16.6.1 Classes and workshops
Most R programming classes at universities, as well as workshops at conferences and other venues, now focus on the tidyverse approach, especially if they are geared to new R users. An R programming class can be a worthwhile investment of time if this resource is available to you, and if you head a research group and do not have time to take one yourself, you could instead encourage trainees in your research group to take this type of class. Programming in other scripted languages, like Python and Julia, provides similar skills, although the collection of extension packages that are available for biomedical data tends to be most extensive for R (at least at this time). Classes in programming languages like Java or C++, on the other hand, would have less immediate relevance for most biologists and other bench scientists, and so if you would like to become better at working with biomedical data, it would be worthwhile to focus on programming languages that are scripted.
16.6.2 Online books
There are a number of excellent free online books that are available to help you learn more about R (many of which can also be purchased as a hard copy, if you prefer that format). These typically include lots of examples of code that help you try out concepts as you learn them.

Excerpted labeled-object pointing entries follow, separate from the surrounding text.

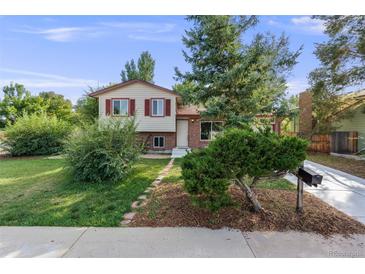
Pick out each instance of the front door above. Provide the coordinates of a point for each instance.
(182, 133)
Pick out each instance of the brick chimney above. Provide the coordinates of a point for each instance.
(305, 114)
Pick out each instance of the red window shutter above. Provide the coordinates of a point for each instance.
(168, 107)
(147, 107)
(132, 107)
(107, 106)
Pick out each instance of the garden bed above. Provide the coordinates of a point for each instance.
(171, 206)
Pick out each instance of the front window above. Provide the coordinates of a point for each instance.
(157, 107)
(120, 107)
(158, 141)
(208, 129)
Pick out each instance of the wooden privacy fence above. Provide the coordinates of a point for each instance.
(338, 142)
(320, 143)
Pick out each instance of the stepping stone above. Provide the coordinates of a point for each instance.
(148, 190)
(125, 222)
(135, 204)
(156, 183)
(129, 215)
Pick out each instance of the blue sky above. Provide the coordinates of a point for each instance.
(66, 54)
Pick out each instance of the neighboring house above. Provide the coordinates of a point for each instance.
(163, 122)
(348, 135)
(356, 123)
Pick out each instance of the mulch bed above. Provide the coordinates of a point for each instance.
(170, 206)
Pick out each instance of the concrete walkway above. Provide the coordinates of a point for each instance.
(171, 242)
(339, 189)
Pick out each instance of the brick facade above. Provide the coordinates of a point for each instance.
(194, 134)
(147, 138)
(305, 114)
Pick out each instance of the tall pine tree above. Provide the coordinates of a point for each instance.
(342, 65)
(231, 79)
(144, 70)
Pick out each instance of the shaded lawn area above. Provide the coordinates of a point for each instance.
(38, 191)
(174, 176)
(171, 206)
(351, 166)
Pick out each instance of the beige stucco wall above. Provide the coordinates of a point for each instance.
(356, 123)
(140, 92)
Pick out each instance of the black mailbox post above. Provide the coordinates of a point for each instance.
(310, 178)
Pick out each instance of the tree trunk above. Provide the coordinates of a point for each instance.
(249, 194)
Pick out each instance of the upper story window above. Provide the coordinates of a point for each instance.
(208, 129)
(157, 107)
(120, 107)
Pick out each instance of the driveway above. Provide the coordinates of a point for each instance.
(339, 189)
(91, 242)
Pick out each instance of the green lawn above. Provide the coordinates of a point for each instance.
(174, 176)
(351, 166)
(38, 191)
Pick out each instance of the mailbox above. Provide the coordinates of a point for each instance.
(309, 177)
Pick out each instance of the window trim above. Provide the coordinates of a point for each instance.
(211, 129)
(163, 107)
(164, 141)
(112, 108)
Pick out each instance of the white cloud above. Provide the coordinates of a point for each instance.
(144, 27)
(154, 38)
(273, 23)
(44, 80)
(64, 34)
(308, 24)
(146, 31)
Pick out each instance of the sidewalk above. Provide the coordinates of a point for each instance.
(339, 189)
(171, 242)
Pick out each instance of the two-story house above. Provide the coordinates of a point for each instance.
(163, 122)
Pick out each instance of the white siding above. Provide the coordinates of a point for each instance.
(140, 92)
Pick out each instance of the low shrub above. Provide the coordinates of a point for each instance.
(205, 179)
(244, 157)
(36, 134)
(103, 151)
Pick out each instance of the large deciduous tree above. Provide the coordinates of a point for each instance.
(144, 70)
(17, 100)
(56, 105)
(232, 79)
(87, 107)
(342, 65)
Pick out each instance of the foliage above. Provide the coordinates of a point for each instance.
(17, 101)
(56, 105)
(342, 65)
(87, 108)
(143, 71)
(103, 151)
(234, 80)
(243, 156)
(36, 134)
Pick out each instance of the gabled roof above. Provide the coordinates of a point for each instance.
(128, 83)
(187, 110)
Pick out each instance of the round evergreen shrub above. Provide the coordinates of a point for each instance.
(36, 134)
(104, 151)
(243, 157)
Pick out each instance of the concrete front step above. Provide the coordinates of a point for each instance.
(179, 152)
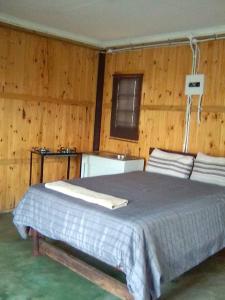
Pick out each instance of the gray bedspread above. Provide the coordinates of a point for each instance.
(169, 226)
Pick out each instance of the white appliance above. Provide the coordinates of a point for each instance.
(100, 163)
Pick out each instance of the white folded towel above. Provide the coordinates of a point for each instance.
(86, 194)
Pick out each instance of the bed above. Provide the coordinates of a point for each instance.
(169, 226)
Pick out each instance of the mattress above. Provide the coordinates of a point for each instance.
(169, 225)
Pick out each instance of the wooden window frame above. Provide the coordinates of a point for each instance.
(122, 132)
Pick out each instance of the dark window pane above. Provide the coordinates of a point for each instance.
(126, 106)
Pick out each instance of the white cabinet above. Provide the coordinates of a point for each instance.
(96, 164)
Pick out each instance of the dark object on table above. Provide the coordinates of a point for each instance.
(44, 152)
(66, 150)
(40, 149)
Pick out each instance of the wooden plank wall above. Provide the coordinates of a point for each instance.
(163, 101)
(47, 98)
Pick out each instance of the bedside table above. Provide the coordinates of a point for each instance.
(106, 163)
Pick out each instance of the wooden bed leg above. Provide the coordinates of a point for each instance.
(35, 237)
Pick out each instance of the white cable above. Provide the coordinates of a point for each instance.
(199, 109)
(187, 124)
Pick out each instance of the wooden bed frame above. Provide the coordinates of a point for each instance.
(106, 282)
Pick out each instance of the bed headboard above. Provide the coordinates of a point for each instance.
(171, 151)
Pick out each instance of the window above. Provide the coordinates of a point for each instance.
(126, 106)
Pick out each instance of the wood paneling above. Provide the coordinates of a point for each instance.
(47, 98)
(164, 103)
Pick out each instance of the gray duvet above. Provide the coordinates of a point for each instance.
(169, 226)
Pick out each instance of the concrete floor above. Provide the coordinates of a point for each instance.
(23, 277)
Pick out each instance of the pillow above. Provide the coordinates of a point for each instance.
(170, 164)
(209, 169)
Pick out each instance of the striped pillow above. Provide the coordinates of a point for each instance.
(209, 169)
(170, 164)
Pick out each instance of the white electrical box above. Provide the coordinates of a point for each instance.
(194, 85)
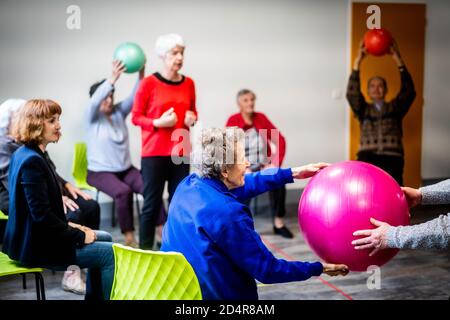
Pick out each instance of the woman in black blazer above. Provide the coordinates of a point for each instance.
(37, 232)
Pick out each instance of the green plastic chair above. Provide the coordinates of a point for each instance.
(10, 267)
(153, 275)
(79, 167)
(79, 173)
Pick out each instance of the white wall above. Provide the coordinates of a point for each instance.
(293, 54)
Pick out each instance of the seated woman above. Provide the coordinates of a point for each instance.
(79, 207)
(434, 234)
(213, 229)
(37, 232)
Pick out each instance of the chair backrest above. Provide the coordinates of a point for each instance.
(3, 216)
(153, 275)
(79, 166)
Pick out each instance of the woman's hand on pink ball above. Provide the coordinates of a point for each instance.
(375, 239)
(335, 269)
(413, 196)
(309, 170)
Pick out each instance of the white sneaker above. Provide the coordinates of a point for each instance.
(73, 282)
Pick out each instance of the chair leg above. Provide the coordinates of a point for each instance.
(138, 209)
(40, 287)
(113, 214)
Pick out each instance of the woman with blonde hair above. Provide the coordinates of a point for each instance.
(37, 232)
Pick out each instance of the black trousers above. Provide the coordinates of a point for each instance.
(87, 215)
(391, 164)
(155, 172)
(277, 202)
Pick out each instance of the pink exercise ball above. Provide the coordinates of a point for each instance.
(341, 199)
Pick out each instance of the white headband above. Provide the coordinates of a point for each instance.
(167, 42)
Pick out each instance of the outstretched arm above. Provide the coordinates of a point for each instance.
(354, 95)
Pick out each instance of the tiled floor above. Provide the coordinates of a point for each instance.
(410, 275)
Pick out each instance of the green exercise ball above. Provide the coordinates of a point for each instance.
(131, 55)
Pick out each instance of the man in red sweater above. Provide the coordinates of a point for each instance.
(265, 147)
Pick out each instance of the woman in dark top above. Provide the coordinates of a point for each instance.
(37, 232)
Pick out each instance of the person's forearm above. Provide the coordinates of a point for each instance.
(126, 105)
(434, 234)
(438, 193)
(99, 95)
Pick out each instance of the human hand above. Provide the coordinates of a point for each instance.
(69, 204)
(168, 119)
(189, 118)
(89, 235)
(142, 71)
(413, 196)
(375, 239)
(117, 70)
(362, 52)
(394, 51)
(335, 269)
(309, 170)
(75, 192)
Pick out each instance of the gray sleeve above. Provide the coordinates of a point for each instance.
(96, 100)
(438, 193)
(434, 234)
(126, 105)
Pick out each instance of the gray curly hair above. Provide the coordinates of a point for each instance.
(216, 151)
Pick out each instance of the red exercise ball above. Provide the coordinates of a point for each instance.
(341, 199)
(377, 41)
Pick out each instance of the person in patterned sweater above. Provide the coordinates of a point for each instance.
(381, 121)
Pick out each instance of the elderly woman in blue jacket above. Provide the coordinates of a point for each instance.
(37, 232)
(210, 226)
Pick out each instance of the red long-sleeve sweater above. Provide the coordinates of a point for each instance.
(154, 96)
(261, 122)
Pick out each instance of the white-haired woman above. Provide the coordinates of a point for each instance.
(164, 102)
(214, 230)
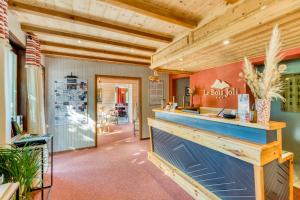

One key resource for learning the tidyverse approach for R is the book R for Data Science by Hadley Wickham (the primary developer of the tidyverse) and Garrett Grolemund.311 This book is available as a print edition through O’Reilly Media. It is also freely available online at https://r4ds.had.co.nz/. This book is geared to beginners in R, moving through to get readers to an intermediate stage of coding expertise, which is a level that will allow most scientific researchers to powerfully work with their experimental data. The book includes exercises for practicing the concepts, and a separate online book is available with solutions for the exercises at https://jrnold.github.io/r4ds-exercise-solutions/.
Another online book that is an excellent tool—particularly for those using R for biomedical research—is Modern Statistics for Modern Biology, by Susan Holmes and Wolfgang Huber.312 This book shows how the tidyverse approach can be combined with tools from Bioconductor that are custom-built to work with bioinformatics data. It also provides an excellent overview of statistical methods for working with biomedical data and how those can be applied using R. The book is available online at https://www.huber.embl.de/msmb/.
16.6.3 Cheatsheets
For many of the key tidyverse packages, there are two-page “cheatsheets” that have been developed by the package creators to help users learn and remember the functions that are available in the package. These are available at https://posit.co/resources/cheatsheets/.
Each cheatsheet includes numerous working examples. One excellent way to familiarize yourself with the tools in a package, then, is to work through the examples on the cheatsheet one at a time, making sure that you understand the inputs and outputs to the function and how the function has created the output. Once you have worked through a cheatsheet in this way, you can keep it close to your desk to serve as a quick reminder of the names and uses of different functions in the package, until you have used them enough that you don’t need this memory jog.
For deeper tutorials of each tidyverse package, you can explore the package’s vignette. We’ve provided links to several of these throughout this module.